FSA lets Connaught off the hook

FSA lets Connaught off the hook


The executives at the centre of the Connaught collapse will not face action by the FSA, according to a report in The Times. 

The regulator said: “The FSA investigated various circumstances surrounding the collapse of the company but has not found sufficient evidence to take action against any director or senior manager of Connaught.”

Yet The Times suggested that “The FSA’s decision to close the case is unlikely to quell questions about the conduct of senior managers in the run-up to Connaught’s collapse.”

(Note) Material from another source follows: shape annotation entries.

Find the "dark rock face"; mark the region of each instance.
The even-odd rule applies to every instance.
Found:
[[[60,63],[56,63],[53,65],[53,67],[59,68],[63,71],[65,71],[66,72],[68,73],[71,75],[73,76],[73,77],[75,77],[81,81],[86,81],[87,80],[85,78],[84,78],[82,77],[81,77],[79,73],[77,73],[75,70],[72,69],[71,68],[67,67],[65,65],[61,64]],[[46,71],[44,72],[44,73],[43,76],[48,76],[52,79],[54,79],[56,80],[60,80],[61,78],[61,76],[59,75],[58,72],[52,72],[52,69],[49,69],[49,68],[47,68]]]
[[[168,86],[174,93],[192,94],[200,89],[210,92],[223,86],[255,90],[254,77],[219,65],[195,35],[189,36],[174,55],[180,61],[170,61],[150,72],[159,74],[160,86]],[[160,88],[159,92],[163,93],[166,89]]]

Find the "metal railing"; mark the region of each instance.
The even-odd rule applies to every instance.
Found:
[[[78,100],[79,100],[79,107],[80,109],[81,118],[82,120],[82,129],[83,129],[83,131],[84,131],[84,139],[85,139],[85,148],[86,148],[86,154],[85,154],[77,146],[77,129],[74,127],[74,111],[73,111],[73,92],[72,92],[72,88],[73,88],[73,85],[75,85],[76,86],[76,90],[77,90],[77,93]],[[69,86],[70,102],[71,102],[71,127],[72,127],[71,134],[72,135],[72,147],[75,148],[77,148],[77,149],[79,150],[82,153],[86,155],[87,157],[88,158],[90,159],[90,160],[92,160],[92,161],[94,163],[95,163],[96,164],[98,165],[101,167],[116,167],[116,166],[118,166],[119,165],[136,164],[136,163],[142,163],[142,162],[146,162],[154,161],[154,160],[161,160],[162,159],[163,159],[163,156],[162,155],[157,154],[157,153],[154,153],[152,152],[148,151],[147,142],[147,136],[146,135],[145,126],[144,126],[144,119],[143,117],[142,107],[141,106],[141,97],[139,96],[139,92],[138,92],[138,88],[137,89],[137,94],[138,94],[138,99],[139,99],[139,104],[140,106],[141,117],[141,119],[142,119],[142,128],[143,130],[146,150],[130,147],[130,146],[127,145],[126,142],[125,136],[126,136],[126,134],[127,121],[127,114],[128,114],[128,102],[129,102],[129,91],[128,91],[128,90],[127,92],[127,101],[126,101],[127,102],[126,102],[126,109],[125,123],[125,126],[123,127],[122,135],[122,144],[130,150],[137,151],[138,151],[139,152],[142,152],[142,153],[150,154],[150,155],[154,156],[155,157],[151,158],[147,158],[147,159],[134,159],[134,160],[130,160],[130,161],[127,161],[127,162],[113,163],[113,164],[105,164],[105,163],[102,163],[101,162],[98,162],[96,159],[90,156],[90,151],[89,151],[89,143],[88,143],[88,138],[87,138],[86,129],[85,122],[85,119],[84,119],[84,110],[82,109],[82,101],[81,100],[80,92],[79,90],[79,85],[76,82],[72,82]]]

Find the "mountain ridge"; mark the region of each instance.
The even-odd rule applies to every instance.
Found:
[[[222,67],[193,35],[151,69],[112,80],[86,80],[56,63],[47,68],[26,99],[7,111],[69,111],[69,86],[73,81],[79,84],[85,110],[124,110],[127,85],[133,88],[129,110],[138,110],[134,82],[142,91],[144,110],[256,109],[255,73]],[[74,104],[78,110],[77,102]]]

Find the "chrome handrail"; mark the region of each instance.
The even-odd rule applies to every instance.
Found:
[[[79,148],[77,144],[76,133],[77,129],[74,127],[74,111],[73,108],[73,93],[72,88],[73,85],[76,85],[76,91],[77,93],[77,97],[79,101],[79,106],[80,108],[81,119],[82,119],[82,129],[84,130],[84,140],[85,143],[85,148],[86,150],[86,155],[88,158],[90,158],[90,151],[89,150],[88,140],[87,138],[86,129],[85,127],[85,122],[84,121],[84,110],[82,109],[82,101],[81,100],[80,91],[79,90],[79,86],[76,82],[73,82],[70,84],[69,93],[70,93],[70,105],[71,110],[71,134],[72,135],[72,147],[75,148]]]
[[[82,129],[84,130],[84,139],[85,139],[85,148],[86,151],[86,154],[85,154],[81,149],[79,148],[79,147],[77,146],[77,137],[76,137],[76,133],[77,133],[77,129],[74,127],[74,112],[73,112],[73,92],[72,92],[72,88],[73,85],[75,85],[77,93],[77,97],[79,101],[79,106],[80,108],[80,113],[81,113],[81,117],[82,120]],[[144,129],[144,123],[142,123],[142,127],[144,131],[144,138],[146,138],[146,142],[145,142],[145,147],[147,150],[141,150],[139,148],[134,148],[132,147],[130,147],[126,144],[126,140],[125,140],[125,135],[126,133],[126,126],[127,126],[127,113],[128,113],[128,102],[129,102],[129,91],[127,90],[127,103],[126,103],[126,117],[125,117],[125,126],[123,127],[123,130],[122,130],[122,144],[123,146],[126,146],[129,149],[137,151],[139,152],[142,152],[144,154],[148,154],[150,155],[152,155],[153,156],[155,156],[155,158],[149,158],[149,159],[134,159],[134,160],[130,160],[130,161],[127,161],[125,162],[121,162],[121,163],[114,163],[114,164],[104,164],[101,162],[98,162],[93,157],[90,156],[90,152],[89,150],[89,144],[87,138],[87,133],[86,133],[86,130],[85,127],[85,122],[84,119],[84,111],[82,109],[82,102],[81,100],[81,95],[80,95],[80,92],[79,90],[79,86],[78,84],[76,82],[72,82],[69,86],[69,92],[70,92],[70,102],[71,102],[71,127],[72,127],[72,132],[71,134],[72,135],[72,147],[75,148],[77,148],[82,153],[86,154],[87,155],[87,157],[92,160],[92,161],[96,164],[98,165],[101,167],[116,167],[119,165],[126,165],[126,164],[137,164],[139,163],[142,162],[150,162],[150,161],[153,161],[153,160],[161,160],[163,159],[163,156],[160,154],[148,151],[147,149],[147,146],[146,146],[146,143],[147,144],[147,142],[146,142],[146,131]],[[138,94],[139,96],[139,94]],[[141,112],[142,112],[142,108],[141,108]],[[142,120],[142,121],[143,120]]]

Investigations were launched when Connaught entered administration in 2010 after it was alleged that it used accounting practices to ‘flatter’ its profits, to make it appear as though it was in a healthy financial position when, according to a former accountant, it was in fact “losing cash hand over fist”.

Concerns were also raised about alleged false statements made by senior managers or directors to the market and the selling of shares which may have contravened guidelines.

The Times stated that the investigation focused upon the company’s founder, Mark Tincknell and former chief executive, Mark Davies.

The regulator, however, found no evidence of this.

In September 2010 shares were suspended and KPMG was appointed; This Is Money further reported that administrator David Costley-Wood had found 50,000 unpaid invoices in boxes at Connaught’s Leeds office. 

It was also confirmed that, during the administration, 1,400 jobs were lost and unsecured creditors were owed £40 million at the time of the firm’s collapse.

Though at Connaught’s peak in 2009 its turnover was £659.6 million, the value of its shares fell by 95 per cent between June and September 2010 following a profit warning.